"Non c'è nessuna distinzione tra quello che crediamo di conoscere e ciò che conosciamo: quello che crediamo di conoscere è tutto ciò che conosciamo."
Comincia così L'esercizio, romanzo d'esordio di Claudia Petrucci, mettendoci subito davanti all'inevitabile parzialità del nostro sguardo.
Conosciamo Filippo che ci racconta di Giorgia o forse della sua versione di Giorgia, o meglio ancora della versione che Giorgia ha messo a punto per combaciare perfettamente con le aspettative di questo ragazzo, a cui sembra attaccarsi strenuamente come all'ultimo brandello di normalità. E ci si interroga ancora una volta su cosa sia davvero la normalità, se essere felici significa arrancare in due in una quotidianità tanto mediocre quanto precaria, con l'imperativo morale di desiderare che quest'agonia diventi definitiva, sempre uguale, giorno dopo giorno.
La volontà di Giorgia vorrebbe potersi piegare a questo destino tanto ordinario quanto triste e faticoso, ma la sua mente le mette i bastoni tra le ruote e distorce i contorni delle cose, le trasforma e le ingigantisce, come un'Alice che precipita dentro il baratro di sé stessa, cercando ogni volta di mantenere il contatto con quella realtà oggettiva che invece continua ad essere piatta e banale, ma soprattutto prevedibile e rassicurante.
"Pensa che, quando mi ha conosciuto, ha capito che era arrivato il momento di scegliere: o questo o quello, non c’erano strade alternative. Le è costato moltissimo. Le sembra di aver lasciato indietro, insieme a quell’unico frammento marcio, tutta se stessa."

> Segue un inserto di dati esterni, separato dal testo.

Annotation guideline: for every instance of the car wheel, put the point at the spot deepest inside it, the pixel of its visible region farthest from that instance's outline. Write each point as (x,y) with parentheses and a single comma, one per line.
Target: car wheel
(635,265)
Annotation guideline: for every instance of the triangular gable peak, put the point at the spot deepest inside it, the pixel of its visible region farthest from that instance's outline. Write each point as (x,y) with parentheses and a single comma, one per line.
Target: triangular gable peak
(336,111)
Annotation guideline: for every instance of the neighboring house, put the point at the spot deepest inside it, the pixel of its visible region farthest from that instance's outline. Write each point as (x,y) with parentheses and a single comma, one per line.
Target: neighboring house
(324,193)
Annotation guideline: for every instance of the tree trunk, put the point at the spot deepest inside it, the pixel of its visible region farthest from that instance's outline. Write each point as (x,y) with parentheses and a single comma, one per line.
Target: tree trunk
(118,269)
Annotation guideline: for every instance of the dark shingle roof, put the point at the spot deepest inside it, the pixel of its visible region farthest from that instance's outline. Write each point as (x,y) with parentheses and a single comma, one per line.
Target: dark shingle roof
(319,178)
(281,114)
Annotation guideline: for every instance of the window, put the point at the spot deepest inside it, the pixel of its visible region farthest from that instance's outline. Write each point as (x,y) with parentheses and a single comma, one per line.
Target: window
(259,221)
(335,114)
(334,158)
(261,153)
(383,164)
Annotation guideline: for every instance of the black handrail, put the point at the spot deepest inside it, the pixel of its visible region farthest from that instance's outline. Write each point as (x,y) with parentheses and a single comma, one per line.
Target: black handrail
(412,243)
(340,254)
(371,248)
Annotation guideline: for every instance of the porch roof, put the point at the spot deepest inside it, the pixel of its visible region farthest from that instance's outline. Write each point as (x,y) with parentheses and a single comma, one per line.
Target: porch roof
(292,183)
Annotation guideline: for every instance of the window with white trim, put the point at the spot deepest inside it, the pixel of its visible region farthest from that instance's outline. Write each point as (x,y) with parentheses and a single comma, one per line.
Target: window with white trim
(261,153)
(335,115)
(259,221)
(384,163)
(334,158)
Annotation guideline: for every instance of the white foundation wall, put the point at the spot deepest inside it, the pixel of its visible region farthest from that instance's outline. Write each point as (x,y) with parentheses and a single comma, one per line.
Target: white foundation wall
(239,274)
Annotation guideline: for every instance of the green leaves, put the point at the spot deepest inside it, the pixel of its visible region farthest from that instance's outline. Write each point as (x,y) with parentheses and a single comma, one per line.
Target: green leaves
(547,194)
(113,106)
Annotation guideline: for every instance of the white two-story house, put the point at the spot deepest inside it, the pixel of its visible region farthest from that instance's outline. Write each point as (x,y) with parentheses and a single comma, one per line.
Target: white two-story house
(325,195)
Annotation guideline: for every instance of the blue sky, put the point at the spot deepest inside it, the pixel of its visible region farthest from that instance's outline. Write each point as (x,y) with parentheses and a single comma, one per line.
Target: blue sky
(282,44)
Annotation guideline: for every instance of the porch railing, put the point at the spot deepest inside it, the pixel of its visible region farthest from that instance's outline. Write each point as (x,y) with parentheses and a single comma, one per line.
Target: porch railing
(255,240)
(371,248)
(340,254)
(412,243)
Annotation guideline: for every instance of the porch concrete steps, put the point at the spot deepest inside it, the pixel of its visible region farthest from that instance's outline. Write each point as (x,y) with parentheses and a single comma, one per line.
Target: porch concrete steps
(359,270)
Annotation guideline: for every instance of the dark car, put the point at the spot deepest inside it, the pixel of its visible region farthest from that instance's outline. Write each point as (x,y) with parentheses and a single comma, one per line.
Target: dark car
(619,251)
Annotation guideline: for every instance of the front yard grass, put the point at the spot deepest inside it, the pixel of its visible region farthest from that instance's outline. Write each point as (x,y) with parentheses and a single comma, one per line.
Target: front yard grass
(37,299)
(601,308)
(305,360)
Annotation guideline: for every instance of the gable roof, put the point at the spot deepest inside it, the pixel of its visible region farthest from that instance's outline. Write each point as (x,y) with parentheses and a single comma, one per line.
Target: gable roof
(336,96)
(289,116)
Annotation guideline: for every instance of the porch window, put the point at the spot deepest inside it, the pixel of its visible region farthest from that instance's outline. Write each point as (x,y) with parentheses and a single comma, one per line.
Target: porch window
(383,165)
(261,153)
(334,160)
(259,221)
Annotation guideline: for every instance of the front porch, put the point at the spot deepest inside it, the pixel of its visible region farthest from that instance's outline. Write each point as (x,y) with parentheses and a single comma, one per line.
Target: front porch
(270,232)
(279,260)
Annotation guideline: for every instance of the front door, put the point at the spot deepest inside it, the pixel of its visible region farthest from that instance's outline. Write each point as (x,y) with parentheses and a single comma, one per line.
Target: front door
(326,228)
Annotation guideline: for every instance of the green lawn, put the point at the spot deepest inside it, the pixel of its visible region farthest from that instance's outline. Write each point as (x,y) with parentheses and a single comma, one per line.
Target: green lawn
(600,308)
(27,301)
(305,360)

Un bel giorno però il meccanismo si inceppa e Giorgia si ritrova di nuovo abitata da quel suo io marcio e imprevedibile, che è il frutto di una mente disturbata e a cui non può fare a meno di abbandonarsi.
Inizia qui la storia vera. Chi è Giorgia? E soprattutto chi è Giorgia per Filippo?
Gli altri in fondo non sono altro che personaggi della nostra personalissima narrazione e spesso, anche se siamo convinti di volere il meglio per le persone che amiamo, il fatto che all'improvviso possano cambiare ci terrorizza, come se i personaggi si rifiutassero di recitare la parte che gli abbiamo assegnato. I più penseranno che a spaventare siano soltanto i peggioramenti e se invece il miglioramento tanto auspicato si rivelasse troppo faticoso da gestire e se in fondo non fossimo all'altezza di quello che pensiamo di volere?
I libri migliori ti lasciano con una pila di domande, forse sempre le stesse, ma sono quelle che contano davvero.
Sono rimasta sul vago perché non mi va di svelare il meccanismo di questa storia, il fantomatico esercizio del titolo, perché non voglio togliere a nessuno il piacere di scoprirlo, di immergersi in una storia avvincente che procede a precipizio, come una corsa in discesa in braccio a una scrittura potente ammorbidita dalla giusta dose di introspezione e senza inutili manierismi, che di questi tempi è un lusso inaspettato.
Se ancora non vi ho importunato privatamente per consigliarvi questo libro, lo faccio ora pubblicamente.